Viele wähnen sich in einer „Scheindemokratie“
Die parlamentarische Demokratie durch ständige Nadelstiche, auch mit Hilfe von Kleinen Anfragen stückchenweise zu diskreditieren, ist leider erfolgreich. Laut einer Erhebung des Allensbach-Instituts aus dem April 2022 wähnen sich 31 Prozent der Deutschen in einer „Scheindemokratie“, in der die Bürger*innen nichts zu sagen hätten. Der Ost-West-Unterschied ist hierbei beachtlich: In Westdeutschland teilen demnach 28 Prozent diese Ansicht, in den ostdeutschen Bundesländern werde diese Meinung von 45 Prozent der Befragten vertreten. Zudem gaben 28 Prozent aller Deutschen an, dass das demokratische System in Deutschland „grundlegend geändert“ gehöre. Solche Umfragen müssen alle Demokrat*innen als Auftrag verstehen, die Demokratie besser und Bürger*innennäher zu machen. Leider werden es auch die Feinde der Demokratie als Etappenziel verstehen.
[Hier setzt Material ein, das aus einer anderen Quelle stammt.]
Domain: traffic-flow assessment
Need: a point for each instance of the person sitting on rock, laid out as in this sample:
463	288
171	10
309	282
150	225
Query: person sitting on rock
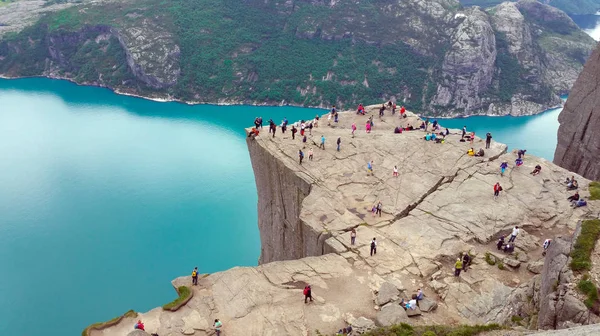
536	170
581	202
500	243
573	198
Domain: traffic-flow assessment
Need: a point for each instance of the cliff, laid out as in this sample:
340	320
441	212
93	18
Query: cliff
516	58
441	204
578	146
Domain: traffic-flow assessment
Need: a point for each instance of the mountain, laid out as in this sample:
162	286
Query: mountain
578	146
569	6
434	56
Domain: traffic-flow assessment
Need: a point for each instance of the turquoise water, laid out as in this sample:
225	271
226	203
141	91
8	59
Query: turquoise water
104	199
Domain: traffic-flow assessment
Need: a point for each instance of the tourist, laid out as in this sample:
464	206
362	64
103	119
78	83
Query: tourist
514	234
488	140
218	325
307	293
139	325
195	276
373	246
536	170
497	190
457	267
466	261
503	167
546	244
500	243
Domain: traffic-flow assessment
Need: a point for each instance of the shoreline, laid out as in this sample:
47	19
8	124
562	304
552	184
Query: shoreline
192	103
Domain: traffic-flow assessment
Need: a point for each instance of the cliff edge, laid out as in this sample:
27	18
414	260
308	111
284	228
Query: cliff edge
440	204
578	146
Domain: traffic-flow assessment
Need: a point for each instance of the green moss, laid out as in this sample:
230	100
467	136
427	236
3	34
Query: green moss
582	251
109	323
595	191
185	294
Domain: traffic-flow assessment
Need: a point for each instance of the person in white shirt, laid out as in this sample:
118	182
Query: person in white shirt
514	234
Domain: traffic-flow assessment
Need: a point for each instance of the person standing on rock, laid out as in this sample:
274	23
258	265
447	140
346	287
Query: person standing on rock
195	276
514	234
457	267
373	246
307	293
218	325
497	190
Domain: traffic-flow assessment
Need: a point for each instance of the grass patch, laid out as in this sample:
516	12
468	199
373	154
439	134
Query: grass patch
586	286
109	323
590	231
434	330
595	191
185	294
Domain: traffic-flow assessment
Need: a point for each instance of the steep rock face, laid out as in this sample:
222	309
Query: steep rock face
578	146
468	66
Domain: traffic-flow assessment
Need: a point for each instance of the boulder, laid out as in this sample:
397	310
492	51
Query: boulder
413	312
391	314
427	305
387	292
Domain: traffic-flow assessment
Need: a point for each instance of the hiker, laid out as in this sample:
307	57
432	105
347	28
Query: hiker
307	293
139	325
503	167
573	198
500	243
466	261
195	276
218	325
518	162
514	234
546	244
497	190
373	246
457	267
294	130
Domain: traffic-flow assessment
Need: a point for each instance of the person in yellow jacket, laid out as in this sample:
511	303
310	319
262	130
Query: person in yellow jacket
457	267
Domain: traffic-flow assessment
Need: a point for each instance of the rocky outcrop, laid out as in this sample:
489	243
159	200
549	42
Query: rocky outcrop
578	146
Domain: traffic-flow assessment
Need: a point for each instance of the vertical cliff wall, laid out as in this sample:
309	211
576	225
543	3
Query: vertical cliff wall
578	146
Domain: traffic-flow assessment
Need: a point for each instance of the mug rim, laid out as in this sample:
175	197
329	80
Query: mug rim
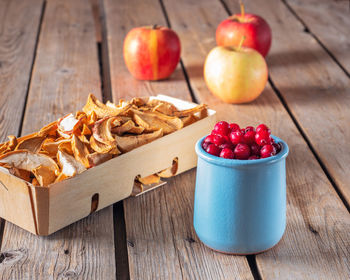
239	162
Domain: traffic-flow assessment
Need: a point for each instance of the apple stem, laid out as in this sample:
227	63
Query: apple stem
241	43
242	8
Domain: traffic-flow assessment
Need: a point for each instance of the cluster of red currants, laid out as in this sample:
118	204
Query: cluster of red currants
232	142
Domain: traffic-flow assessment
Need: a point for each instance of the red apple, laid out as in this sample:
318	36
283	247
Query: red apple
235	75
151	52
254	28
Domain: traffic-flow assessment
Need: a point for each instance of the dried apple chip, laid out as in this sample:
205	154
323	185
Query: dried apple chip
102	131
128	127
28	161
68	125
69	165
162	106
153	121
127	143
97	158
32	144
66	147
12	142
20	173
44	176
101	110
50	146
80	151
48	130
185	113
86	130
103	148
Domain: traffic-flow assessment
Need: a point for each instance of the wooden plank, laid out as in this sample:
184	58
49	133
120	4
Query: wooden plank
160	236
19	25
316	242
316	90
65	71
329	21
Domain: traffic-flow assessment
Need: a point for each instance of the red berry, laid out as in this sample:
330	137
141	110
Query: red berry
226	139
222	128
234	126
227	153
242	151
213	150
205	145
218	140
249	128
209	139
277	147
249	137
236	137
267	151
253	157
262	127
262	137
228	145
255	149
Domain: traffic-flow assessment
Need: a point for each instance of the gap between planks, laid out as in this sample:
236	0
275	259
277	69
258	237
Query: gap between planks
19	132
193	96
309	31
120	245
31	69
250	258
291	115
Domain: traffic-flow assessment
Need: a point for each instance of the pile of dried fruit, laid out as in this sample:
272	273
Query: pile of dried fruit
76	142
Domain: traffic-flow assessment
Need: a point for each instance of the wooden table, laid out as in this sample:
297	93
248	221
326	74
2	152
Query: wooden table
54	52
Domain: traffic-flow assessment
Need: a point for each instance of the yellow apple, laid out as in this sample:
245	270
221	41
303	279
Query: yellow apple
235	75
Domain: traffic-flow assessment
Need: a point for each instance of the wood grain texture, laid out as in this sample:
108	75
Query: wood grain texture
329	21
160	236
315	88
316	244
19	26
65	71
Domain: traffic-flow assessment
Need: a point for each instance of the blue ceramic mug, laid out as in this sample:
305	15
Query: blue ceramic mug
240	205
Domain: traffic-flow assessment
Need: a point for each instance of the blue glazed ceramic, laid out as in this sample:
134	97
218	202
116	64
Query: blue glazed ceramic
240	205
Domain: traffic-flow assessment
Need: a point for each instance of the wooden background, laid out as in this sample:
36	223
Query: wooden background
54	52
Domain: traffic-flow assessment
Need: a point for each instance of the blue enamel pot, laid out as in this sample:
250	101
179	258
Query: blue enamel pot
240	205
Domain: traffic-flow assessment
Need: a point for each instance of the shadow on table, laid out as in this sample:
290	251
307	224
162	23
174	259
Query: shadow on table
282	59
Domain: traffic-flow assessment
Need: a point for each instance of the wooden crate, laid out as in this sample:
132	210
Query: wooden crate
44	210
Organisierte demokratische Zivilgesellschaft als Gegenpol
Trotz des Einzuges der extrem rechten Partei in (fast) alle Landesparlamente und in den Bundestag steht die AfD im Vergleich zu europäischen Nachbarländern noch relativ schwach da – und das in Zeiten einer langen Phase der Pandemie mit starken Grundrechtseinschnitten, Kriegen in Europa und der Welt, mit starken Geflüchtetenbewegungen auch nach Deutschland, hohen Energiepreisen und Inflation.
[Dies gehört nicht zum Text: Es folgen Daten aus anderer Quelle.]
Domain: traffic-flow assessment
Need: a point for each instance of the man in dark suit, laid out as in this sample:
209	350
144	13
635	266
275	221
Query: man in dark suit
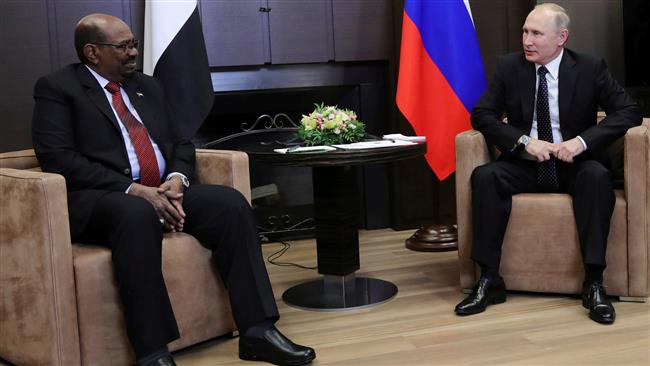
105	128
550	96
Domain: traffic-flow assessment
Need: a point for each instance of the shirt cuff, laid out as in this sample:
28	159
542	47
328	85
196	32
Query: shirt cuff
173	174
584	144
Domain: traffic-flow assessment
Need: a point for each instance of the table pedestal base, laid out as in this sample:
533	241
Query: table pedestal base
332	293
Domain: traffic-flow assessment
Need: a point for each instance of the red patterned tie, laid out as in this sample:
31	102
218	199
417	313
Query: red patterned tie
149	171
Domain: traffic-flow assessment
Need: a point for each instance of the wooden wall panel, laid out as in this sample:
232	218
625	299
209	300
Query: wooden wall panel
246	41
301	31
362	30
24	57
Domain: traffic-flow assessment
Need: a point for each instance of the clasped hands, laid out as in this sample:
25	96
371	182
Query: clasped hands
565	151
167	200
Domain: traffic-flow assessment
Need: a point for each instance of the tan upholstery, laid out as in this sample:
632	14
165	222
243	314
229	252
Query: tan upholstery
58	302
545	257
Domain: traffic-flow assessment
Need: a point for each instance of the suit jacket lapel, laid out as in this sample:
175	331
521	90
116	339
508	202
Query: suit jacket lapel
527	80
96	94
566	87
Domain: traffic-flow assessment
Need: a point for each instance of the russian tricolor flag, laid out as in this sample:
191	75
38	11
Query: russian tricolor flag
174	53
441	75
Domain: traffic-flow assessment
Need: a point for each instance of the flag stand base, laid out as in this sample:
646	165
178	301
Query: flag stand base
434	238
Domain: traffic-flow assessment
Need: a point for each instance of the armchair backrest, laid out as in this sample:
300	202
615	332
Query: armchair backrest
22	159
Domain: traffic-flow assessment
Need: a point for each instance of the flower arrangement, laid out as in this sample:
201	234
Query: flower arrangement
328	125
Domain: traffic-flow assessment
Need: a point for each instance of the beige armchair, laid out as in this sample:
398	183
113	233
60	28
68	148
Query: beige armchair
58	302
546	258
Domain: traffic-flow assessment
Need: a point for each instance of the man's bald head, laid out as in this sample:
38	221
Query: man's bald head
93	28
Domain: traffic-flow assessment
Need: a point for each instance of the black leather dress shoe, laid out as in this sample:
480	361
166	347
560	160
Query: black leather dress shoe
486	292
595	299
272	346
166	360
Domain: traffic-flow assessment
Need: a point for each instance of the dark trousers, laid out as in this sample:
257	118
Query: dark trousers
220	218
588	182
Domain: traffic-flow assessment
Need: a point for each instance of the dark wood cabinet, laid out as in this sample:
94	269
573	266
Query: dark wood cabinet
236	32
362	29
256	32
300	31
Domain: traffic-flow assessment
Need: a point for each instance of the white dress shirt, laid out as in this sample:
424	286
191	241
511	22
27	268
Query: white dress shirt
553	82
133	159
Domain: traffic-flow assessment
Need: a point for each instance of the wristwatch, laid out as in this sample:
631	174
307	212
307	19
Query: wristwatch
524	140
184	180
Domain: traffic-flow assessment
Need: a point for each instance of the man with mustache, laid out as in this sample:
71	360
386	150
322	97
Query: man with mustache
105	128
550	96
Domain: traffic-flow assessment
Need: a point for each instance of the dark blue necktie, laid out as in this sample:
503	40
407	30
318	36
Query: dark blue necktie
546	174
Das liegt auch sehr stark an der wunderbaren demokratischen Zivilgesellschaft, die sich in kleinen Orten wie großen Städten, in den Sozialen Netzwerken, Verwaltungen, Schulen, Verbänden und vielen Orten des öffentlichen Lebens für Vielfalt, Demokratie und eine weltoffene Gesellschaft einsetzen.
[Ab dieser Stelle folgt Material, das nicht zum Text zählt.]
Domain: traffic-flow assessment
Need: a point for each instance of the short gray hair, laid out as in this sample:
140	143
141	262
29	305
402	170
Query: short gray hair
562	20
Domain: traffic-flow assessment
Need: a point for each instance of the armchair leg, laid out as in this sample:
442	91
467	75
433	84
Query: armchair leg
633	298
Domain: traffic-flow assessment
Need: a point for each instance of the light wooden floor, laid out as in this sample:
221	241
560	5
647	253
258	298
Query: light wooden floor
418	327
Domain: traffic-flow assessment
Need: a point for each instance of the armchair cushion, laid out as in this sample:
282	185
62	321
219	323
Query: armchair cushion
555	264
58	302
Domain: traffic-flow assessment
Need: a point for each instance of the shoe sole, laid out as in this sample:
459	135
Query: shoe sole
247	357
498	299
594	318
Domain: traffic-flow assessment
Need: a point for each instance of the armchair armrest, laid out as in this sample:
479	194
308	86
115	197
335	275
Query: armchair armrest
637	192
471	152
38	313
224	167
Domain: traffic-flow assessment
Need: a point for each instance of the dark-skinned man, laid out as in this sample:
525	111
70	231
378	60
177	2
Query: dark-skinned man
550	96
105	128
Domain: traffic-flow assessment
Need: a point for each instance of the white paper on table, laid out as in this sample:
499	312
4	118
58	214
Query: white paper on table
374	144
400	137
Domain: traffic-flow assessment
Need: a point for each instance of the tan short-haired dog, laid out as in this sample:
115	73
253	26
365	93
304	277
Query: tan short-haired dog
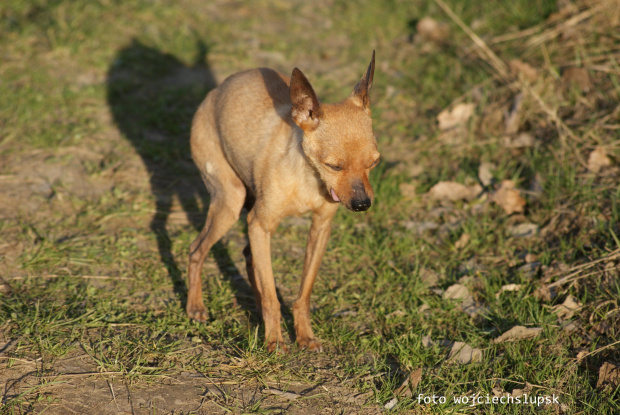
266	143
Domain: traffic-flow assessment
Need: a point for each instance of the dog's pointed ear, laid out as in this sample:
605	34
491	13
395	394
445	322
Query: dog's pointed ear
306	108
360	94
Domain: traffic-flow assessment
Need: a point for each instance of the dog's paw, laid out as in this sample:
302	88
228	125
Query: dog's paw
310	344
198	313
277	347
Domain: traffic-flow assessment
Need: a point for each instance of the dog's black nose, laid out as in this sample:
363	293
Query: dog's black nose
360	205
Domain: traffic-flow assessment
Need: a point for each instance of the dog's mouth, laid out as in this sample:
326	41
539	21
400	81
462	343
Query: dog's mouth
334	195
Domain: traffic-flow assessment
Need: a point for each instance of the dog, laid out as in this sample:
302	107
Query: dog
264	142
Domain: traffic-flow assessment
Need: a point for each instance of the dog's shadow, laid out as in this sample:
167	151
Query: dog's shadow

Doch an vielen Orten, insbesondere in kleineren Kommunen, ist die demokratische Zivilgesellschaft seit Jahren übermäßig belastet durch die ständigen Angriffe. Der Rückzug von demokratischer Zivilgesellschaft und Kommunalpolitiker*innen ist die Folge. Das ist mehr als ein Alarmzeichen: Denn die Demokratie wird in erster Linie nicht durch einen gewaltsamen Putsch bedroht, sondern den sukzessiven Rückzug der Demokrat*innen und der Erosion demokratischer Kultur.